PH-sensitive Dual Drug Loaded Janus Nanoparticles by Oral Delivery for Multimodal Analgesia

Overview

Journal J Nanobiotechnology

Publisher Biomed Central

Specialty Biotechnology

Date 2021 Aug 7

PMID 34362394

Citations 6

Authors

Lin Liu

Wendong Yao

Xiaowei Xie

Jianqing Gao

Xiaoyang Lu

Affiliations

Soon will be listed here.

Abstract

Background: Based on the concept of "multimodal analgesia", a novel dual drug delivery system was designed to achieve synergistic analgesia between najanajaatra venom protein (αCT) and resveratrol (Res). In order to meet the joint loading of two drugs with different physicochemical properties without affecting each other, an oral Janus nanoparticle (JNP) with a unique cavity structure and synergistic drug delivery was constructed using an improved double emulsion solvent evaporation method, and combined with low-molecular-weight chitosan/sodium alginate and PLGA to achieve its pH-responsive.

Results: The synthesized αCT/Res-JNPs are homogeneous in shape, with a two-compartment structure, approximately 230 nm in size, and zeta potential of 23.6 mV. Drug release assayed in vitro show that JNP was stable in simulated gastric juice (pH = 1.2) but was released in phosphate buffer saline (pH = 7.4). After intragastric administration in rats, PK evaluation showed that αCT/Res-JNPs could significantly improve the oral bioavailability, and the simultaneous encapsulation of the two drugs had no significant interaction on PK parameters. An obvious synergistic analgesic effects of αCT/Res-JNPs was confirmed in a spinal cord injury and acute pain model.

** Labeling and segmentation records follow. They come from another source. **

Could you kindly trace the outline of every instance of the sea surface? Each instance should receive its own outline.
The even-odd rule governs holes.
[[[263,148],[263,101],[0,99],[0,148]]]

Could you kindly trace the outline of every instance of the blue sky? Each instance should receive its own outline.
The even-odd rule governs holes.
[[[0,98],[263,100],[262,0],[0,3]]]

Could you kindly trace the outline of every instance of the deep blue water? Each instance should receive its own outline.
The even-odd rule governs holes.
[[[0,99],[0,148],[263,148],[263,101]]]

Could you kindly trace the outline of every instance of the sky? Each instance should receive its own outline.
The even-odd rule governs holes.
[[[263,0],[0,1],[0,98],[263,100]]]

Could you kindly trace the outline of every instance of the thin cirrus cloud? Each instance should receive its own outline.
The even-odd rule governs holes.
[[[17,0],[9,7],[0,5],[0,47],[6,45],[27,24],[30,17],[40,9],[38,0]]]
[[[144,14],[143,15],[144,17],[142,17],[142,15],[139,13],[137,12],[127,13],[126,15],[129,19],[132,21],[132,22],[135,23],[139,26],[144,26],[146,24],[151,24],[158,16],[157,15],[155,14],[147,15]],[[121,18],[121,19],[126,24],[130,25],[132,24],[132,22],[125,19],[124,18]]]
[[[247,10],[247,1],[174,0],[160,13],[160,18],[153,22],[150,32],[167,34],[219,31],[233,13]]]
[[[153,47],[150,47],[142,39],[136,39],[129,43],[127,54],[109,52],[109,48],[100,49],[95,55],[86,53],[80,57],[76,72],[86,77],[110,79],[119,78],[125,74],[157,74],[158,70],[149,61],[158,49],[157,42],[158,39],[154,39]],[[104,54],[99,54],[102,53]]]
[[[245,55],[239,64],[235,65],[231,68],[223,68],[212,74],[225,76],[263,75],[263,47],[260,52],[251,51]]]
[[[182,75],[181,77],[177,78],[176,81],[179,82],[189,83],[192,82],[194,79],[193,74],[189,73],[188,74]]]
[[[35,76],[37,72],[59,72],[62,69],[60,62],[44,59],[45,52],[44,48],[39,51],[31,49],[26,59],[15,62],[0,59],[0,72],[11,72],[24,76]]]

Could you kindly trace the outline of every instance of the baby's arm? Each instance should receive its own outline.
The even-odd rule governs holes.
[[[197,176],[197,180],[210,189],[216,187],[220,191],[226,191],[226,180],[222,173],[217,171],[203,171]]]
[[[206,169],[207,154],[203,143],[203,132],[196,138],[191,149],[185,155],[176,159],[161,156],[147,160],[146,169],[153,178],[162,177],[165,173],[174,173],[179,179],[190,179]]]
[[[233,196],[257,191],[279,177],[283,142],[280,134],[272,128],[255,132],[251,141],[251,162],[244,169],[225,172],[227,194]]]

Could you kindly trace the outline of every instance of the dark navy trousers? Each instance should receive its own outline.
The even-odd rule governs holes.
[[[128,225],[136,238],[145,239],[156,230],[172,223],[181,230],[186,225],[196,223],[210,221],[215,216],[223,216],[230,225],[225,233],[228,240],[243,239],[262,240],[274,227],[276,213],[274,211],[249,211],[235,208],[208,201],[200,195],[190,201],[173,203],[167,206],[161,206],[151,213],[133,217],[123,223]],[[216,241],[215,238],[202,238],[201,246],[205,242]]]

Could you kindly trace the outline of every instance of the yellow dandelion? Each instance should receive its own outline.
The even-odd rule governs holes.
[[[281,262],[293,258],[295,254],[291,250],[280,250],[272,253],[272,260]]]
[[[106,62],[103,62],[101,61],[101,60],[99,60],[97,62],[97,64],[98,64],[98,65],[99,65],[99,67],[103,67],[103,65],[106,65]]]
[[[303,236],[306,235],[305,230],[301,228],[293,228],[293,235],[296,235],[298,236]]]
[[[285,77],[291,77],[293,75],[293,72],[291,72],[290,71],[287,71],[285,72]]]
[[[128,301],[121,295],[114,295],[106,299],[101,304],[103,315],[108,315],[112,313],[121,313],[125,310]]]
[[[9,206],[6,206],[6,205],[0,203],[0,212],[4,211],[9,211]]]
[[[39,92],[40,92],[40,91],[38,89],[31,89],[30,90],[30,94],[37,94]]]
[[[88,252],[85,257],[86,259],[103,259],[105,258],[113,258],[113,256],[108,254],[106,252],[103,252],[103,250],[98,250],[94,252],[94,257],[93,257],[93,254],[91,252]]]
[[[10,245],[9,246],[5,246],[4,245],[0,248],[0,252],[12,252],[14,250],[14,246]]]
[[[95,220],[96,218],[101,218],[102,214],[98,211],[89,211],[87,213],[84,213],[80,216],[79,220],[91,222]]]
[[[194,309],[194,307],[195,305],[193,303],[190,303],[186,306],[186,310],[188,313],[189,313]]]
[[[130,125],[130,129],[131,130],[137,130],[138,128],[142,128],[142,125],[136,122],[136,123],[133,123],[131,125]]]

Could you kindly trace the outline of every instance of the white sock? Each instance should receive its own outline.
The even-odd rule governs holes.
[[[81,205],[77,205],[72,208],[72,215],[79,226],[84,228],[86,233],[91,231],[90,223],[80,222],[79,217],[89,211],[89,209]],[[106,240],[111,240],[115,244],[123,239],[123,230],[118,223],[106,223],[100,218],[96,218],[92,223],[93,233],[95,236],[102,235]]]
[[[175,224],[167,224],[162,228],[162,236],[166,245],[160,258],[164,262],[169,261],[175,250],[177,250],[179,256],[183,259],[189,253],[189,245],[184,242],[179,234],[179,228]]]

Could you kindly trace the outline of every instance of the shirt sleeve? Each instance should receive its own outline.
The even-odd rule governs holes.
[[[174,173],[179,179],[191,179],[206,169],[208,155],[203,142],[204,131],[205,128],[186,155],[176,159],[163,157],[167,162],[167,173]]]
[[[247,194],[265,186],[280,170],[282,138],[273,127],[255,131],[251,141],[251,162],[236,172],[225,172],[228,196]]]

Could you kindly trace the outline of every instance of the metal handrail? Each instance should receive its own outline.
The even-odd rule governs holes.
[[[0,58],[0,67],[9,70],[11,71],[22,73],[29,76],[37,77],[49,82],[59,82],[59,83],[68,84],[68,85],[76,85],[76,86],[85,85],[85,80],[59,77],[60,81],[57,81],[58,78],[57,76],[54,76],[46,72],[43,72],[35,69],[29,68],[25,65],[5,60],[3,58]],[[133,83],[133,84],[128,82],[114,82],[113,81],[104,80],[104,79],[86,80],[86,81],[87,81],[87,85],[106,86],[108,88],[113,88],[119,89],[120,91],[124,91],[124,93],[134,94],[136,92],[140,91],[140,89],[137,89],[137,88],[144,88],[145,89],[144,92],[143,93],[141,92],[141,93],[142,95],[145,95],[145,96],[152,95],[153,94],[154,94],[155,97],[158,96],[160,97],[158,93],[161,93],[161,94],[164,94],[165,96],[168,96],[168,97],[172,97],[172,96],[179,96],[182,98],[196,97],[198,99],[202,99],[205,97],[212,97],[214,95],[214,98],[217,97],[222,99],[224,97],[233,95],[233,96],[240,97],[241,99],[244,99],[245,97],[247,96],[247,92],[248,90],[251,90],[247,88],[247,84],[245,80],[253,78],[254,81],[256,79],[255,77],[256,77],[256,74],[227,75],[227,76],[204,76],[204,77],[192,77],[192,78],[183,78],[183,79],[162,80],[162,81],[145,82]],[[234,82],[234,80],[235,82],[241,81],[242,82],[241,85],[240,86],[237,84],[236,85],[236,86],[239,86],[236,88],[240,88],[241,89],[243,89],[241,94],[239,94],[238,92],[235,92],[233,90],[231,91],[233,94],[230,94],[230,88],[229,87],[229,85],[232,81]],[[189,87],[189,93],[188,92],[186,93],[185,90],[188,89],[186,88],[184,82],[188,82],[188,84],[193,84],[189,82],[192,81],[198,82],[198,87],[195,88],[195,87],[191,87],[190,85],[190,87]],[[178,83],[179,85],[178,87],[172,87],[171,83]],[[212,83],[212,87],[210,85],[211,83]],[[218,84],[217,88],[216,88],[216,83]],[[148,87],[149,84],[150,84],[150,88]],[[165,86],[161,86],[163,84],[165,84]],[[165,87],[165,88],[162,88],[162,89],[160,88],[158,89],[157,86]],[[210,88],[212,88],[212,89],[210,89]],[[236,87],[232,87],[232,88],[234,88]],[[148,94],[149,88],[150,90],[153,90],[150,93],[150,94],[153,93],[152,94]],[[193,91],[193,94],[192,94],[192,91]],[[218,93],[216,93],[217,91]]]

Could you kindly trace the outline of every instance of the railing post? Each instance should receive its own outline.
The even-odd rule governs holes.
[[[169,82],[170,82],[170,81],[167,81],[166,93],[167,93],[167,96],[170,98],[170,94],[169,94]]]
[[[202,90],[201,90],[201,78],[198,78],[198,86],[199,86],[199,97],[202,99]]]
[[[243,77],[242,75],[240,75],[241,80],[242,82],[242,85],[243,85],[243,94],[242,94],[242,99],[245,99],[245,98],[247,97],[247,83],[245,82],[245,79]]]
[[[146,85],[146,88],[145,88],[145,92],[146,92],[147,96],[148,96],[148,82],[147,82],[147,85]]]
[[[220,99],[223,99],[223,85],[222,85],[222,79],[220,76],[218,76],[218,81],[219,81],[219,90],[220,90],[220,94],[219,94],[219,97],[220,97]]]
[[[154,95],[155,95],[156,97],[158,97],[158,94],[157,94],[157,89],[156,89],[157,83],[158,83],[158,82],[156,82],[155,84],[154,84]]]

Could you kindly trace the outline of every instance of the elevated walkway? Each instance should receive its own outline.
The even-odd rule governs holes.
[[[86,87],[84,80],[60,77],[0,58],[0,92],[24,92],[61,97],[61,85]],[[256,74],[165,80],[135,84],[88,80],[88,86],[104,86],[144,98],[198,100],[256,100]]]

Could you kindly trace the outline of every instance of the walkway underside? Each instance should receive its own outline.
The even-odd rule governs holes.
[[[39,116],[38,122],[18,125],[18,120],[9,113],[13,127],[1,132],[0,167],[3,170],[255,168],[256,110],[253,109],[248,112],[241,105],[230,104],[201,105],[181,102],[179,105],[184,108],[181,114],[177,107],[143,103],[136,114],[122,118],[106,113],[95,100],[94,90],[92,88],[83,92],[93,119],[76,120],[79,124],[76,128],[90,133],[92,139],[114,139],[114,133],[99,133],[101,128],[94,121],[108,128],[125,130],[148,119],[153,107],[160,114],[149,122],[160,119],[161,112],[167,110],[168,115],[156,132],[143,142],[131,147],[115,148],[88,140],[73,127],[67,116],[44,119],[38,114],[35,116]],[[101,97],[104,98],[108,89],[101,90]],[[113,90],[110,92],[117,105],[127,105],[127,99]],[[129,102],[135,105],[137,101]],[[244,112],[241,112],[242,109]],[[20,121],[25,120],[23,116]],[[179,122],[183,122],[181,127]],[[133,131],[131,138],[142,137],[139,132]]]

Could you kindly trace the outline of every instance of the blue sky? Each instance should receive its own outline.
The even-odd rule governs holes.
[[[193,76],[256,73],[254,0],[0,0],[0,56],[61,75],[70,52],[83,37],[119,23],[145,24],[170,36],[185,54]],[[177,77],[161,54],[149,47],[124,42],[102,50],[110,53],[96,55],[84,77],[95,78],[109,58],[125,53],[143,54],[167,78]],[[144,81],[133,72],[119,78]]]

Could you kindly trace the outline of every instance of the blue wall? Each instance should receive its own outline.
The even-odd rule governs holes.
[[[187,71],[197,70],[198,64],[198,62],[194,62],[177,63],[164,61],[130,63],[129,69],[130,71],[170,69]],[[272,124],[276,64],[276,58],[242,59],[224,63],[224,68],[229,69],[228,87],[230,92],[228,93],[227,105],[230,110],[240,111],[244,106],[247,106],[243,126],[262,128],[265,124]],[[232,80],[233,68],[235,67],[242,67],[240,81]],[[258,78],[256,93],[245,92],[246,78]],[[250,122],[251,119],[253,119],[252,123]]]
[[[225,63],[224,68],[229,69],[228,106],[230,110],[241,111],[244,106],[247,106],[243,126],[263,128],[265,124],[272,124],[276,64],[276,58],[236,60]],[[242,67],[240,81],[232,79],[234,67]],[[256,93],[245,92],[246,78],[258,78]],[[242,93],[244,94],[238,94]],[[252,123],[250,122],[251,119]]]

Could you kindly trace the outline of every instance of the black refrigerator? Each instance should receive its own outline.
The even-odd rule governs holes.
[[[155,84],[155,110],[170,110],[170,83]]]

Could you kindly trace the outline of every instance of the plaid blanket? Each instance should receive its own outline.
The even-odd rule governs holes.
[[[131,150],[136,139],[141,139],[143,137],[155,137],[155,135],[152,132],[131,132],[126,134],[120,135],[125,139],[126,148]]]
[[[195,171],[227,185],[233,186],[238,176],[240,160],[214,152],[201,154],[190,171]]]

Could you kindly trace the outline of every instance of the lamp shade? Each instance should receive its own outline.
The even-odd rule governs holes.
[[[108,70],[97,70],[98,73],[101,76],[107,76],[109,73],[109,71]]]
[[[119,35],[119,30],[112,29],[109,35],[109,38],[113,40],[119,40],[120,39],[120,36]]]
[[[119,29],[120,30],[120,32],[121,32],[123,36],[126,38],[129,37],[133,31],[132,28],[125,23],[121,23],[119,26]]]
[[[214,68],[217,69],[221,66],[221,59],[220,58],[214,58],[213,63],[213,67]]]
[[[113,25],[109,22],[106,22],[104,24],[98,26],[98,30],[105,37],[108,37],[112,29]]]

Confocal laser scanning microscopy and single-pass intestinal perfusion model provided strong evidence that αCT/Res-JNPs could pass through intestinal epithelial cells, and the endocytosis pathway was mainly involved in the mediation and pinocytosis of reticulin. The concentrations of αCT and Res from αCT/Res-JNP in lymphatic transport were only about 8.72% and 6.08% of their blood concentrations at 1 h, respectively, which indicated that lymphatic transport in the form of JNP has limited advantages in improving the oral bioavailability of Res and αCT. Cellular uptake efficiency at 4 h was about 10-15% in Caco-2 cell lines for αCT/Res-JNP, but was reduced to 7% in Caco-2/HT29-MTX co-culture models due to the hindrance by the mucus layers. Approximately 12-17% of αCT/Res-JNP were transported across Caco-2/HT29-MTX/Raji monolayers. The cumulative absorption of JNP in three cell models was higher than that of free drug.

Conclusions: This study investigated the contribution of Janus nanoparticles in oral absorption, and provide a new perspective for oral administration and analgesic treatment of dual drug delivery system containing peptide drugs.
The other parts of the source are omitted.